嶺亜に悠大から結婚の話しが来た時も。
「コンサルティング会社社長なのね? それなら、お金持ちじゃない。いいわよ結婚して。その代わり、私が言う通りお金はちゃんと持って来てね。ショックで私、働けないから…」
と、お金を渡す事を約束させて嶺亜に悠大と結婚するように命じた。
フッと、芹那はため息をついた。
「私…何をやって来たんだろう…」
溜息をついた芹那は、つきものが落ちた様な顔をしている。
「私ね、実の母の連れ子だったの。実の父親は、母と結婚する約束をしていたけど。急に金落ちの女に寝返って、母を捨てたって聞いている。ずっと1人で母は私を育ててくれていたけど、いつも仕事で家にいなくて私はずっと1人だったわ。母が再婚したのは、私が10歳の時だったの。お見合いして、弁護士さんと結婚が決まったって喜んでいた母を覚えているわ。

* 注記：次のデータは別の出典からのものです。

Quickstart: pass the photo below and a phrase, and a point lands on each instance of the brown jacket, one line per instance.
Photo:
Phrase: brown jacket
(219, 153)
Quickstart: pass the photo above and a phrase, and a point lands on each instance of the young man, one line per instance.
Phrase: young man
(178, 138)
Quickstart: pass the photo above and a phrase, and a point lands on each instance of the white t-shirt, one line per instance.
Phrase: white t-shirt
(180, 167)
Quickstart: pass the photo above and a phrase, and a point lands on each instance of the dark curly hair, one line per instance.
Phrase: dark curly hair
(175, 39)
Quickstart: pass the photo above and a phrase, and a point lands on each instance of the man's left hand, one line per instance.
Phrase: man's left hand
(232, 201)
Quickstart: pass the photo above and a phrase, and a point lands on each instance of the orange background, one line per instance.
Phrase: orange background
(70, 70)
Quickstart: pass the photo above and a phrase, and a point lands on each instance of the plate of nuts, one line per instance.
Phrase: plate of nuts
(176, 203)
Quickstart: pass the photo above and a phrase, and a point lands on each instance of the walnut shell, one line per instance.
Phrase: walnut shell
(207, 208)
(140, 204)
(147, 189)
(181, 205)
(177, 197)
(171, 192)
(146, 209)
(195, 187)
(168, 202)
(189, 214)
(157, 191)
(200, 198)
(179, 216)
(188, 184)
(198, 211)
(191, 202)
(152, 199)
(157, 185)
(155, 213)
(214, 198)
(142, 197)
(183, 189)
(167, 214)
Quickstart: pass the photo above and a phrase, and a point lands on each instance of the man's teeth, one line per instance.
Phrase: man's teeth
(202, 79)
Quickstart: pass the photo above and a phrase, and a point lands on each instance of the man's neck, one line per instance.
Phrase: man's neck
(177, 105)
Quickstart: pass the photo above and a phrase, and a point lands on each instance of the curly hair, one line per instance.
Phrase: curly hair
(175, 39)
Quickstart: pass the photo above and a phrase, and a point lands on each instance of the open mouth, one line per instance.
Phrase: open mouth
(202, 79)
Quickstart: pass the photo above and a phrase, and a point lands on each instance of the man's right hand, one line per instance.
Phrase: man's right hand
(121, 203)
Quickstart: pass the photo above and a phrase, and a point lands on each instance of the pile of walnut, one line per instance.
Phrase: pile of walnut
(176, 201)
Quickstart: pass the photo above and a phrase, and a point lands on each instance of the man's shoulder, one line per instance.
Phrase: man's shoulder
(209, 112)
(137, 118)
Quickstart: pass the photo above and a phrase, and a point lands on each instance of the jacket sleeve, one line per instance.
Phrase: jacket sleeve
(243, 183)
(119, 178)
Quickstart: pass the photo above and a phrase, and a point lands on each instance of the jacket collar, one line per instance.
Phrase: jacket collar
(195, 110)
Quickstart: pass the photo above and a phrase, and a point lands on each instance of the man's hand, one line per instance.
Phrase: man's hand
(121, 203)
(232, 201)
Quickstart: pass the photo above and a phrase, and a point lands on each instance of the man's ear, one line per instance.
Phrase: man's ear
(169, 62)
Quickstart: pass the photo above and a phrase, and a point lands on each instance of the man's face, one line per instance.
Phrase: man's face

私も、もう1人じゃなくなると思って嬉しかったの」
フッと一息つく芹那。
「…でもね、結婚して半年後に母は不治の病にかかって亡くなったの。もしかして、捨てられるかもしれないって思ったけど。それはなかったわ。でも、1年後には再婚して新しいお母さんが来たの。優しい人で、私に気を使ってくれてたわ。別に不満はなかったけどね。2年後には嶺亜が産まれて13歳も年下の妹に、正直戸惑っていたけど。嶺亜はとっても私に懐いてくれて、お姉ちゃんってよく引っ付いて来たわね。嫌だとは思わなかったけど。いつもどこかで、私だけ血が繋がっていないって疎外感を感じていたの。嶺亜は優秀で、父と同じ弁護士になって。私は結婚も失敗していて仕事もろくにできないし…。だから、余計にイライラしていたのかもね」
言い終えると、芹那はそっと和也を見た。
「有難う、なんか正直に話せてスッキリした。嘘をつき通しても、苦しいだけなんだよね」
「そうだね。うまく逃げても、終らないよ。今世で終らないと、来世にまで持って行っちゃうからさっ」
「え? そうなの? 」
「うん。俺もそうだったし。初めは、あんたに仕返ししようと思ったんだけどさっ。そんな事したら、姉ちゃんがきっと悲しむだろうし。同じ事を繰り返しているのも、悲しいからって思ったんだ」
「ふーん。そうだったんだ」
和也はそっと、芹那の手を握った。
ん? と、芹那は和也を見た。
「もういいだろう? あんたが今やるべきこと、分かっただろう? 」
「そうね」
「じゃあ…。今夜だけ、俺と一緒に寝る? 」
「え? 何を言っているの? 」
「いいじゃん、別にセックスする事だけが一緒に寝る事じゃないよ」
ギュッと芹那を抱きしめて、和也はそっと笑いかけた。